Tribune Co. announces restructuring, will cut nearly 700 jobs
Tribune Co., the parent of the Los Angeles Times, on Wednesday unveiled a restructuring plan that will slash nearly 700 jobs over the next year.
The 6% staff reduction will come primarily from the company’s beleaguered newspaper unit, but will largely involve operations personnel rather than reporters and editors at its eight daily papers, Peter Liguori, Tribune’s chief executive, said in an interview.
The restructuring is intended to help Tribune withstand the ongoing decline in print advertising, which traditionally has been the lifeblood of the newspaper industry.
“Over time, there will be some small reductions in editorial staff, but the majority of these reductions are going to come from non-reader-facing functions,” Liguori said. “It’s never easy to let go of our colleagues, especially in Tribune, where people have made real significant contributions. But it is critical that we recognize what is going on secularly and we position the business for the best future we can.”
The reorganization is “not by any means a Hail Mary pass,” Liguori said, stressing that the newspapers are profitable.
In the reorganization, functions that are now managed by individual papers, such as advertising and circulation, will be consolidated into single units across the company.
Tribune promoted several executives in the newspaper unit to manage the newly consolidated departments.
Bill Adee will oversee the publishing division’s digital operations. Bob Fleck, currently a senior vice president of advertising at the Chicago Tribune, will become executive vice president of advertising for the newspaper unit.
Bill Nagel, currently executive vice president of business services at The Times, will have the new role of executive vice president of marketing for the publishing unit.
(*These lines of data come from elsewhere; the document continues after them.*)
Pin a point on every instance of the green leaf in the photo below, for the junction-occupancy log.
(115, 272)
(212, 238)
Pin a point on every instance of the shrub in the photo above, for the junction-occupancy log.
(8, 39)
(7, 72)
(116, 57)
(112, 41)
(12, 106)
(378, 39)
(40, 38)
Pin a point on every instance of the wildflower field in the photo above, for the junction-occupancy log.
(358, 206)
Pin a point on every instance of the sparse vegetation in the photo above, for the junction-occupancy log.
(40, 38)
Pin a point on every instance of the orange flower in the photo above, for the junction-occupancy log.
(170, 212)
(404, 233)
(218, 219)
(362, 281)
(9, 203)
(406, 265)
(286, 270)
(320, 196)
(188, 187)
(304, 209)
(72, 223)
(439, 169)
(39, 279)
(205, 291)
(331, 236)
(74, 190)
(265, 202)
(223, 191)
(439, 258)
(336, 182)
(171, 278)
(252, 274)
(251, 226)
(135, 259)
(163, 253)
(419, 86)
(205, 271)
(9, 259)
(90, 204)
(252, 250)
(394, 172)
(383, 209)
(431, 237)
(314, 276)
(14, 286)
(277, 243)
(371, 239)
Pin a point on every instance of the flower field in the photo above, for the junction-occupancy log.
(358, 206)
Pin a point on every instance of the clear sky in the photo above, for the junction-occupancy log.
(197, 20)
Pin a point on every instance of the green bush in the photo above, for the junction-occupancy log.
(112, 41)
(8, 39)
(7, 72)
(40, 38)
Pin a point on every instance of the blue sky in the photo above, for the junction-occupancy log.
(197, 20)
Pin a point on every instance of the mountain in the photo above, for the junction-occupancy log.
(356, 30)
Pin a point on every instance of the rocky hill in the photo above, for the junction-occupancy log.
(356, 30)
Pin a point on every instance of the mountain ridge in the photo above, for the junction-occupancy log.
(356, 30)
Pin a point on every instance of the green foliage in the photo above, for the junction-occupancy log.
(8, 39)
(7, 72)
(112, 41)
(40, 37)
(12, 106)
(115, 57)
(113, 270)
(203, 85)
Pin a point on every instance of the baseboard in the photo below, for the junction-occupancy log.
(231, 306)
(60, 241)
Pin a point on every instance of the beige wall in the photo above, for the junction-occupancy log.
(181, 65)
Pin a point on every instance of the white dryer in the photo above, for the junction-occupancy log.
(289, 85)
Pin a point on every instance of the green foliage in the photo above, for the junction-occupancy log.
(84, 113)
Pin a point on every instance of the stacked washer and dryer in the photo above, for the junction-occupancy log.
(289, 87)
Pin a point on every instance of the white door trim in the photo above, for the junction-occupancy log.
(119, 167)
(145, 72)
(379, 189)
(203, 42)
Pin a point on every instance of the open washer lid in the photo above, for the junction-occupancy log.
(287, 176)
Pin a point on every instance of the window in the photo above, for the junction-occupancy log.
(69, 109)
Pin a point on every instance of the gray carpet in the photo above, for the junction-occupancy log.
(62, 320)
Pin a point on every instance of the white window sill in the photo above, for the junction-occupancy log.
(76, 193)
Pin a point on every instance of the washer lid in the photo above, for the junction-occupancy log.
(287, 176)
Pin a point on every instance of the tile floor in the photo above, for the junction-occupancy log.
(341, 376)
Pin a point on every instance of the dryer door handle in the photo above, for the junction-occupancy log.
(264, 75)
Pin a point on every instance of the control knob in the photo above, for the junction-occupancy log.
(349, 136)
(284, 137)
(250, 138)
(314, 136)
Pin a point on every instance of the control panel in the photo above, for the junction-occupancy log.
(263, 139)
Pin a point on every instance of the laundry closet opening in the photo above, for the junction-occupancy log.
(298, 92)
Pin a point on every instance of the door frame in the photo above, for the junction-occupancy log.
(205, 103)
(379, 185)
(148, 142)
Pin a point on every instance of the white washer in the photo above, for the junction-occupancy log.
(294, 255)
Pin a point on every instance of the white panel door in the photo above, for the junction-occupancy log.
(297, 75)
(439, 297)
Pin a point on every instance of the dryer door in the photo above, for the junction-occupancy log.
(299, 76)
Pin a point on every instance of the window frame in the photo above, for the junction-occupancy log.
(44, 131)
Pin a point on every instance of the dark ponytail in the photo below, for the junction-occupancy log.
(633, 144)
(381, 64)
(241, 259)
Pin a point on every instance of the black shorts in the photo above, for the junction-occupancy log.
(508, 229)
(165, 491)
He will oversee all consumer marketing and circulation operations, as well as brand marketing, market research and events management.
Tribune reported a nearly $50-million profit in the third quarter, but that came largely from cost cutting amid a further erosion in newspaper advertising.
The company aggressively cut costs, with operating expenses dropping $47 million, or 7%, to $626 million. The newspaper division slashed $61 million while costs rose in other parts of the company.